Today, application and security operations teams rely on manual checks or siloed scripts to evaluate the security of first-party software, resulting in ad-hoc security assessment that impedes the ability to prioritize and remediate risk effectively. Furthermore, traditional vulnerability assessment or software composition analysis tools do not detect the presence of embedded open-source packages across the production environment. As a result, security teams face challenges in comprehending the true risk, particularly in security breaches like the Log4J incident.
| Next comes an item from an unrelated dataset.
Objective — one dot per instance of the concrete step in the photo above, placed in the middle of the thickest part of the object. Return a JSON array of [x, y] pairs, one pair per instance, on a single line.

The new Qualys solution enables organizations to bring their own detection and remediation scripts created using popular languages like PowerShell and Python to Qualys Vulnerability Management, Detection and Response (VMDR) as Qualys ID (QIDs), which the Qualys Cloud Agent executes in a secure and controlled manner. Qualys TruRisk then detects and prioritizes the findings in the same workflow and reporting as used for the third-party software findings. This empowers application and security teams to leverage their own detections to identify sensitive content, assess critical process and application statuses, tag assets based on sensitive or PII data presence, and mitigate risks associated with critical vulnerabilities like Log4J by configuring file parameters or addressing Follina by modifying GPOs/registry settings to efficiently manage the risk arising from both first and third-party sources.

The new Qualys platform capabilities allow teams to:

1. Easily Build Your Own Signatures – Create Qualys Detections (QIDs) and remediations based on your own logic or scripts leveraging major scripting languages such as Python, PowerShell and others. These detections integrate directly into VMDR workflows and TruRisk scoring, helping SecOps teams unify and manage risk across first and third-party applications in their environment.
2. Proactively Detect, Manage and Reduce Supply Chain Risks: Get continuous, real-time visibility into deeply embedded open-source software packages, such as Log4J, openSSL and commercial software components leveraging the Qualys Cloud Agent. Qualys TruRisk then prioritizes and correlates the information based on data from over 25 threat feeds and the asset’s business criticality. This information allows security teams to rapidly mitigate the risk of high-profile security issues such as zero-day threats and Log4J outbreaks by crafting custom detection and responses.
3.  Effectively Communicate Risk with Unified Reporting and Dashboarding: With native integration to VMDR workflows, effectively communicate the unified view of risk in first and third-party software to the right stakeholders via real-time dashboards and reports. Integration with ticketing systems such as ServiceNow and JIRA enables the automatic assigning of detailed remediation tickets to the right owners through a common view to quickly close tickets and reduce risk.

“First-party applications, being proprietary, often lack adequate risk detection, prioritization and remediation support from scanning tools,” said Sumedh Thakar, president and CEO of Qualys. “Our first-in-industry capabilities enable organizations to leverage the Qualys platform’s capabilities, identifying and analyzing both first-party and third-party software risks to develop an overall TruRisk score for a comprehensive view of the organization’s overall risk.”

Enhancements to the Qualys Cloud Platform, including Custom Assessments and Remediation via VMDR integrations, will be available by the end of August.